Erstmal macht sich dieser Tage übrigens auch das Gefühl breit, dass diese Reise in wenigen Wochen enden wird. Mit dem berühmten weinenden und lachenden Auge sehe ich diesem Moment entgegen. Neben den vielen persönlichen Aspekten freue ich mich besonders darauf, mich nach meiner Rückkehr in die Arbeit zu stürzen. Eine neue Multivisions-Show soll entstehen (Anfragen diesbezüglich für das erste Quartal 2012 können ab sofort an mich gestellt werden) und ich freue mich darauf, meine Geschichte zu Papier zu bringen. Was dieses Mal aber die größte Herausforderung für mich werden wird sind die über 100 Stunden Filmaterial, die bislang zusammengekommen sind. Mich reizt die Herausforderung, daraus einen spannenden und vor allem auch unterhaltsamenFilm zu machen, der meine Handschrift tragen soll…

7 Kommentare

  1. Eggi  —  20. Juli 2011 at 13:27

    Hej Erik!

    Ja bitte!! Einen Film!!!!

    Das ist eine großartige Idee, die leider nur viel zu selten durchgezogen wird.
    Also meine Frau Ela und ich würden Dir glatt ne DVD abkaufen.

    25 Euro? 😉

    ciao aus Lübeck

    Eggi

  2. oke  —  21. Juli 2011 at 14:21

    Moin Erik,

    noch hast du die Flime nicht Zuhause, habe gehört das Filmmaterial schon mal verloren geht.

    Gruß Oke

  3. Carsten  —  23. Juli 2011 at 01:01

    @oke

    Böse!

    @Erik, geniesse die letzten Wochen. Es gibt noch vieles zu sehen. Auf eine Multivisions-Show freut sich der gesamte F.A.T. Stammtisch Duisburg. Gerne wird bei einem Bier über den Oman – Island Vortrag gesprochen. Vielleicht magst Du ja auch mit Deinem neuen Vortrag vorbeischauen.

    Hau rein und habe noch ein paar tolle Erlebnisse!!!

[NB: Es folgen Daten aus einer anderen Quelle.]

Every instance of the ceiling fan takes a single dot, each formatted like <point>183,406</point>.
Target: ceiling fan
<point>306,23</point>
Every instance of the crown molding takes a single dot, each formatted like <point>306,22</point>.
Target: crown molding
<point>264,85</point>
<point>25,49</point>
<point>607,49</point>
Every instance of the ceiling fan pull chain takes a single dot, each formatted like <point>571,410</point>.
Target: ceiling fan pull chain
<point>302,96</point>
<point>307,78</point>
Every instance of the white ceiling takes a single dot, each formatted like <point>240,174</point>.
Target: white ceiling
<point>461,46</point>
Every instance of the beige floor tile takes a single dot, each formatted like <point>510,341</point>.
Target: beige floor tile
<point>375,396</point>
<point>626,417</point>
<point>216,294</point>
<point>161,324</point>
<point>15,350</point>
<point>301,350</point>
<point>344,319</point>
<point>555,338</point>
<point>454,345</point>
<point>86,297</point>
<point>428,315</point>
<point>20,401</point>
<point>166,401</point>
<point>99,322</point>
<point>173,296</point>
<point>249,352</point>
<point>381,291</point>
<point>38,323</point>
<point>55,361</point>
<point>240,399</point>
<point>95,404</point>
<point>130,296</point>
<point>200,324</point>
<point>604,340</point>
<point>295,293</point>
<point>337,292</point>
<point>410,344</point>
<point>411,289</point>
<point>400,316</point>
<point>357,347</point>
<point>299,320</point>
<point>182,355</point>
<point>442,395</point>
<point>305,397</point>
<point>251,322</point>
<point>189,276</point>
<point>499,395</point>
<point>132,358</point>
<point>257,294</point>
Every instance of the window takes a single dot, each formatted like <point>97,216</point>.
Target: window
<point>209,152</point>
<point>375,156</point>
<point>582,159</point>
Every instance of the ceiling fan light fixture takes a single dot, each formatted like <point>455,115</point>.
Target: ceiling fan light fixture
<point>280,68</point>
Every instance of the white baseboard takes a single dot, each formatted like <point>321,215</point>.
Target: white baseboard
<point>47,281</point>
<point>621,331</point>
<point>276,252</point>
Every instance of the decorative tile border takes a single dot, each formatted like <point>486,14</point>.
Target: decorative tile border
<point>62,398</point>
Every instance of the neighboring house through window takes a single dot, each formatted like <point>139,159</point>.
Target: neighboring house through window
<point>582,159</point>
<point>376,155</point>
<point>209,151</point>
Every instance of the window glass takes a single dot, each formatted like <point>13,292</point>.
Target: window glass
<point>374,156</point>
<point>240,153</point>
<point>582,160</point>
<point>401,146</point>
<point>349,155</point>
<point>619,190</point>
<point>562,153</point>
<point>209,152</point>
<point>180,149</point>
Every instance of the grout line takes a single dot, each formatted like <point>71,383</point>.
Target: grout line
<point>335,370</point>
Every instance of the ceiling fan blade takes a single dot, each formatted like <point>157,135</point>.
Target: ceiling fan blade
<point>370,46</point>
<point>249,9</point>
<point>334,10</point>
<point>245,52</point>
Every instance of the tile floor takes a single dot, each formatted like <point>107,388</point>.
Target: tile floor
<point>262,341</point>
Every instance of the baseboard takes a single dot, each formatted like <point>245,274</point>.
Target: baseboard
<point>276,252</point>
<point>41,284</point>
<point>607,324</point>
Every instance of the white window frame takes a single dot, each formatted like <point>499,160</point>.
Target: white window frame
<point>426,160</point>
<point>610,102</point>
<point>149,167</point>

  4. Flo  —  27. Juli 2011 at 14:40

    Gude Erik,
    toller Plan, sich ohne Karte und GPS treiben zu lassen.
    Zu Deinem Filmmaterial / Fotomaterial – mich würden auch alltägliche und banale Dinge interessieren, die auf so einer Reise aber doch anders sind.
    Zum Beispiel:
    Erik beim Kochen.
    Erik beim Wäsche waschen – kommt vielleicht vor 😉
    Erik beim technischen Check der Ténéré
    ….
    Weiter gute Fahrt, bleib gesund,
    Flo

  5. Carsten (Schraeuble)  —  29. Juli 2011 at 15:48

    Hej Erik,
    wurde mal wieder Zeit bei dir zu schnüffeln, was dir alles widerfahren ist. Hut und Grenzenlos, das nächste mal komme ich mit.
    Alles Länder die noch fällig sind bei mir.
    Immer wieder Begeisterung die man durch dein Lesen erfährst.
    Wenn dein Ding fertig ist, dann kommste ja wohl nach Kiel. 😉

    Viele Grüße aus Kiel
    Carsten

  6. Konrad  —  30. Juli 2011 at 22:02

    Grüße aus der Ukraine!
    Was ist los Bruder?
    Ich schaffe es in 217 Stunden durch Russland zu fahren und Du schaffst es nicht mehr als einen Blogbeitrag pro Woche zu schreiben?

    Keep smiling …

  7. Andreas  —  24. April 2012 at 00:39

    Der DVD-Reisebericht über Nordamerika ist erste Sahne. Ich freue mich schon auf Teil 2. Gute Zeit bis dahin in Canada!